DAY 34

PROJECT 7, PART TWO


Although I love writing Swift, you’ll never hear me say stuff like “it’s the One True Language.” Programming is a massive landscape of ideas, and there’s lots to learn and enjoy outside of Swift.

One practice that makes me particularly sad is sneering at web development languages like HTML and JavaScript. You’ll see folks saying that HTML isn’t really a language, or brag about removing all traces of JavaScript from their site as if it’s somehow a pollutant.

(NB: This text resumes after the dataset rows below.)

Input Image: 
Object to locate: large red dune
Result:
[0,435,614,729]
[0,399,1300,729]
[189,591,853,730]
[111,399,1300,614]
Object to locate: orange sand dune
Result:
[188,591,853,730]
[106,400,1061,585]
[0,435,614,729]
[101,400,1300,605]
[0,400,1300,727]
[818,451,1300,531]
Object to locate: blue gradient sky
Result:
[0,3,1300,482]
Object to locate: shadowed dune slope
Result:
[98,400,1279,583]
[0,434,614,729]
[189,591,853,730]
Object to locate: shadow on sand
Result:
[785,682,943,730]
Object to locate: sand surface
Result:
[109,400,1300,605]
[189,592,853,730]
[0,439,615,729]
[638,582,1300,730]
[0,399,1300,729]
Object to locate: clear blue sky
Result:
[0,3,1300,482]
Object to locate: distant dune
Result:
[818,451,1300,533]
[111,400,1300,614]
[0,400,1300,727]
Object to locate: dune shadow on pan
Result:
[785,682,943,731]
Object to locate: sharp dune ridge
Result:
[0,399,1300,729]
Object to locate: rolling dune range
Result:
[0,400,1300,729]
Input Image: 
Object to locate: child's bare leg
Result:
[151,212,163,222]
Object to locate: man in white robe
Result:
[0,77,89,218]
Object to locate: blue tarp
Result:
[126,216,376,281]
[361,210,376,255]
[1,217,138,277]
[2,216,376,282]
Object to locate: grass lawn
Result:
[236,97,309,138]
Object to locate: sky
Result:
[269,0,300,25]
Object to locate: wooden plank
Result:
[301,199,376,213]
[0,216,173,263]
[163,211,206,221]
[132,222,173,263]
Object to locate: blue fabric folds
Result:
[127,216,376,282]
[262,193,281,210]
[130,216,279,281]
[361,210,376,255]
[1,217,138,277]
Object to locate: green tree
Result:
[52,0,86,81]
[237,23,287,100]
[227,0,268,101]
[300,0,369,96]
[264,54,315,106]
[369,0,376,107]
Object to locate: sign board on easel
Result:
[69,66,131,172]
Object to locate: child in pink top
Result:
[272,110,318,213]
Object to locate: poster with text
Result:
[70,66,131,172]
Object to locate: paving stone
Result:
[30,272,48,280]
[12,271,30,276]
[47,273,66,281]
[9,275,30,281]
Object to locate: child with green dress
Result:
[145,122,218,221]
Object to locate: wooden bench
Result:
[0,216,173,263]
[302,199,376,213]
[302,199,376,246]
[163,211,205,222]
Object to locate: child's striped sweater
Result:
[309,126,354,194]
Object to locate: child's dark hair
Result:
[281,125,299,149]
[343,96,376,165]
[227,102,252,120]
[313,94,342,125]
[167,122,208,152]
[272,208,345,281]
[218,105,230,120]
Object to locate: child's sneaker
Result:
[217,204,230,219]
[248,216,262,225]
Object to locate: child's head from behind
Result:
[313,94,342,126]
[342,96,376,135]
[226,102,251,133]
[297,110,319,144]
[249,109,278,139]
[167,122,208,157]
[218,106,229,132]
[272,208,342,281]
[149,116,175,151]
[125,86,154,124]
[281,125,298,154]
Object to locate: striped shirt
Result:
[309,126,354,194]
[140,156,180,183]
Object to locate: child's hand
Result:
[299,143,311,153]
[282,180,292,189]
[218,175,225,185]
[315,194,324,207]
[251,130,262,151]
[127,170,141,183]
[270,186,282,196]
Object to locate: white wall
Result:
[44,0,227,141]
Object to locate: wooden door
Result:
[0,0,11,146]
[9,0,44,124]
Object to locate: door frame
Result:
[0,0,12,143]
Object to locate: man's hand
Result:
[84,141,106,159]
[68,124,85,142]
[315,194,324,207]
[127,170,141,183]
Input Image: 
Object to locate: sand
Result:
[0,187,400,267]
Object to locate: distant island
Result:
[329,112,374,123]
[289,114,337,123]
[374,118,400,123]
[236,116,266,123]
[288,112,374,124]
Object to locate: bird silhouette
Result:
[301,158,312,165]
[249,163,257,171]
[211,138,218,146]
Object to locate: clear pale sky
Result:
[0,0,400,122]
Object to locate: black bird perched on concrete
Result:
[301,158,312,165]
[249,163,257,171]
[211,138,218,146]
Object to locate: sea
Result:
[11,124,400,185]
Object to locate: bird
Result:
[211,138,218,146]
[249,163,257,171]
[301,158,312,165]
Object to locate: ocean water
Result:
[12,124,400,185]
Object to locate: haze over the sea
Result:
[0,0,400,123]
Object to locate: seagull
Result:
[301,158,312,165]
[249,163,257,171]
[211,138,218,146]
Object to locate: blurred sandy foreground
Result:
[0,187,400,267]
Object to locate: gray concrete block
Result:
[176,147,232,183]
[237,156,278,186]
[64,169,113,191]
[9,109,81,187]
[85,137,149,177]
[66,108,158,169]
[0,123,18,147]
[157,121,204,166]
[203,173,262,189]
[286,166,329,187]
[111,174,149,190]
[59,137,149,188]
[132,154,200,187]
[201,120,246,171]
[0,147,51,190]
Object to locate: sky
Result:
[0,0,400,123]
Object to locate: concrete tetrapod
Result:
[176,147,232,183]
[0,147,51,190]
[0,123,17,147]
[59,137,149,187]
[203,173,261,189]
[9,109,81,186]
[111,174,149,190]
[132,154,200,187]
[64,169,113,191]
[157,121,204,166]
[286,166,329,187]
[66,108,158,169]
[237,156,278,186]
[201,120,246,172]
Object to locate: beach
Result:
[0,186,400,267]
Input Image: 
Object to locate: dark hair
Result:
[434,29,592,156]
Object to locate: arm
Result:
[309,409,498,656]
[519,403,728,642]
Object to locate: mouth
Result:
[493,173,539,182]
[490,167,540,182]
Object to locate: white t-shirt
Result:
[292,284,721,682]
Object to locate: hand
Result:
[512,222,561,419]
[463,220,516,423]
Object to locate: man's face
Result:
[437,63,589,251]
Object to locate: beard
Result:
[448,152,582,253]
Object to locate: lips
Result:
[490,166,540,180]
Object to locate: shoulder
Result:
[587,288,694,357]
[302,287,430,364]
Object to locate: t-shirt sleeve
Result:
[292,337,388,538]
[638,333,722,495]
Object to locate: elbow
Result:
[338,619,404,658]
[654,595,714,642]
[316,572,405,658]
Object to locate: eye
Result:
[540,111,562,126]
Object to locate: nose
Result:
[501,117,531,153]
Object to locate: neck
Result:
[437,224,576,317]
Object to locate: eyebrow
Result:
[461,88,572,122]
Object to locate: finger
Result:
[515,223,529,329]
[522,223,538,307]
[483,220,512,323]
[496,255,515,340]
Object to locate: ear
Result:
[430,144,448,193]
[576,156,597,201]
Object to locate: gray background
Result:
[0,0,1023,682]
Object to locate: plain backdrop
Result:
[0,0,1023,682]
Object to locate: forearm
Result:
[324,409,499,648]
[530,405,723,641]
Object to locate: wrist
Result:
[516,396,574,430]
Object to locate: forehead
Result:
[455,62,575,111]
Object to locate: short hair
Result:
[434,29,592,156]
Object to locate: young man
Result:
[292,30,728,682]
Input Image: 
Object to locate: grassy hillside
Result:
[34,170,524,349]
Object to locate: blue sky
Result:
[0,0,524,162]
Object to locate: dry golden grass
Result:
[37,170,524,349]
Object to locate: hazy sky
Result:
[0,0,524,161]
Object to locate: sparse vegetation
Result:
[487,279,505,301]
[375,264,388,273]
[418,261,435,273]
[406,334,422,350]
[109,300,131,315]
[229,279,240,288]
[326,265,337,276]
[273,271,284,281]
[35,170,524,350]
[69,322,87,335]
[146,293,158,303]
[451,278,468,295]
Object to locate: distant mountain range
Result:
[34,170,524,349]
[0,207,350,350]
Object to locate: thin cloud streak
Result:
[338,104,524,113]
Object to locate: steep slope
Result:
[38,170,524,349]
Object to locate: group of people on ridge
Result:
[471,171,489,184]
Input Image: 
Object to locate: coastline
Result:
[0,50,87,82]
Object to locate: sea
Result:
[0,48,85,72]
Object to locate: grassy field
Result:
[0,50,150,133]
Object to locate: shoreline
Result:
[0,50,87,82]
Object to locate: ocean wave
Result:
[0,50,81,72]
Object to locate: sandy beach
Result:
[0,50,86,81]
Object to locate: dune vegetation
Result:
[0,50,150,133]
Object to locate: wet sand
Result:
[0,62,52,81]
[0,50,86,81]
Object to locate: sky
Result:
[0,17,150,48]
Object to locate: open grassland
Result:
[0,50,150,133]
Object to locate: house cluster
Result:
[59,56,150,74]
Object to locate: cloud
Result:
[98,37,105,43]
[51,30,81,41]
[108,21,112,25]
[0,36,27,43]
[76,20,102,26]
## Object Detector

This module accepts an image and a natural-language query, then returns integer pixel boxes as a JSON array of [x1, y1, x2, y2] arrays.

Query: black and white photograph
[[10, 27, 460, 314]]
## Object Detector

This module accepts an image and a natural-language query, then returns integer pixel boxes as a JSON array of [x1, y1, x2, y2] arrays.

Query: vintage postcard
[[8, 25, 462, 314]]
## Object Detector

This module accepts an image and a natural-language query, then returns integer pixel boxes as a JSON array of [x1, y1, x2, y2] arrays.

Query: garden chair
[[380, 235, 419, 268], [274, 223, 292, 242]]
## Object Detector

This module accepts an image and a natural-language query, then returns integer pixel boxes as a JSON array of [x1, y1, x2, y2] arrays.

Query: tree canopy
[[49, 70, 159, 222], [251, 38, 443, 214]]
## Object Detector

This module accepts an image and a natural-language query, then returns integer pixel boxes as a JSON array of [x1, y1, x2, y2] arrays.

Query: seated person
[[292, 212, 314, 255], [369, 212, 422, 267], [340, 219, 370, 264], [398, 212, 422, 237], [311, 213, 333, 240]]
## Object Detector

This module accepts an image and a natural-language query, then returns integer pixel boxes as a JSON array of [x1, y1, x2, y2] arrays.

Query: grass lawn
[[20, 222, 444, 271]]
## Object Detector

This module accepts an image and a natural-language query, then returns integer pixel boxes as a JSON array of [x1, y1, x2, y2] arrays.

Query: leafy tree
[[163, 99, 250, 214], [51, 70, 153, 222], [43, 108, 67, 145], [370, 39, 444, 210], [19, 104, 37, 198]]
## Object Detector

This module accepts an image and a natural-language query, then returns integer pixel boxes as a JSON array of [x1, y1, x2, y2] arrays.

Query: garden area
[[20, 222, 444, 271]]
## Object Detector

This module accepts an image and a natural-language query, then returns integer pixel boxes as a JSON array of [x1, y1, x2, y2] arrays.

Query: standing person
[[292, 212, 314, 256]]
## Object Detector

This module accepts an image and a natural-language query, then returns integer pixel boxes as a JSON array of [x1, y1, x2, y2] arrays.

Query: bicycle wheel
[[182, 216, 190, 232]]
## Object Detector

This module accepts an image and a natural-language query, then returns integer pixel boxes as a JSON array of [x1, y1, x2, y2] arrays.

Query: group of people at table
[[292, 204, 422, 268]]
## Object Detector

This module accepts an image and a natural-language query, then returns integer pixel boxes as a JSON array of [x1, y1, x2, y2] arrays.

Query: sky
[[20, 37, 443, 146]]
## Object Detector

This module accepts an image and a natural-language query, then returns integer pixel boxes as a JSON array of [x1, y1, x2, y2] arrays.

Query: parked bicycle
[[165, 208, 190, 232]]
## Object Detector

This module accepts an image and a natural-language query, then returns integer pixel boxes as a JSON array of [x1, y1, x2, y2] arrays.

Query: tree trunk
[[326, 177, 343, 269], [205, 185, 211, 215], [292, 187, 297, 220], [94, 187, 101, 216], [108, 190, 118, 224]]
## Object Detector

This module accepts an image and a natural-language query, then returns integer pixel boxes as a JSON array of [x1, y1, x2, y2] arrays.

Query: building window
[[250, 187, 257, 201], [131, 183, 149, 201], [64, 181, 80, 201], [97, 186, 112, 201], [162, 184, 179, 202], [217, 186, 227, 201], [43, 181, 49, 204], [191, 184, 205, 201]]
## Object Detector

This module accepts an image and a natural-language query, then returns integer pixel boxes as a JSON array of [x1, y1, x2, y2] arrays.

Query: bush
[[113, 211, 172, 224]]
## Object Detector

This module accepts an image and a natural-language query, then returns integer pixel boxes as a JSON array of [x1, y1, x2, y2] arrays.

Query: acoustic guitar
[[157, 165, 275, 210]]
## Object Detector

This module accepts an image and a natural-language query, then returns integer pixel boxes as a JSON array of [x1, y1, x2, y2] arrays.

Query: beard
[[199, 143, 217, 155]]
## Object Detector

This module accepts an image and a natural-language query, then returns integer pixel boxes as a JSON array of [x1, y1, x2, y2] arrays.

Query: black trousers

The simple truth is that having a working knowledge of these web languages can benefit most developers, and today you’ll see that in action because we’re going to be using a little bit of HTML inside Swift.

Now, as you’ll see I’m not really in a position to teach HTML as part of this course, so we’re going to do the least required to make our formatting work. Trust me, this is a good thing – Mike Davidson, the ex-VP of design at Twitter once said that “writing old-school HTML code was never very much fun but now it's getting downright tedious for most people.”

This goes double for putting HTML code directly inside Swift strings, which is why server-side Swift frameworks usually have separate systems for generating HTML. Here, though, we’ll keep it nice and short so we can focus on learning new iOS techniques!

Today you have two topics to work through, and you’ll learn about injecting HTML into a web view, UIStoryboard, adding tabs to a tab bar controller in code, and more.

If you’re keen to learn more about the way web views scale pages down to fit small screens, check out this article: Using the viewport meta tag to control layout on mobile browsers.

Need help? Tweet me @twostraws!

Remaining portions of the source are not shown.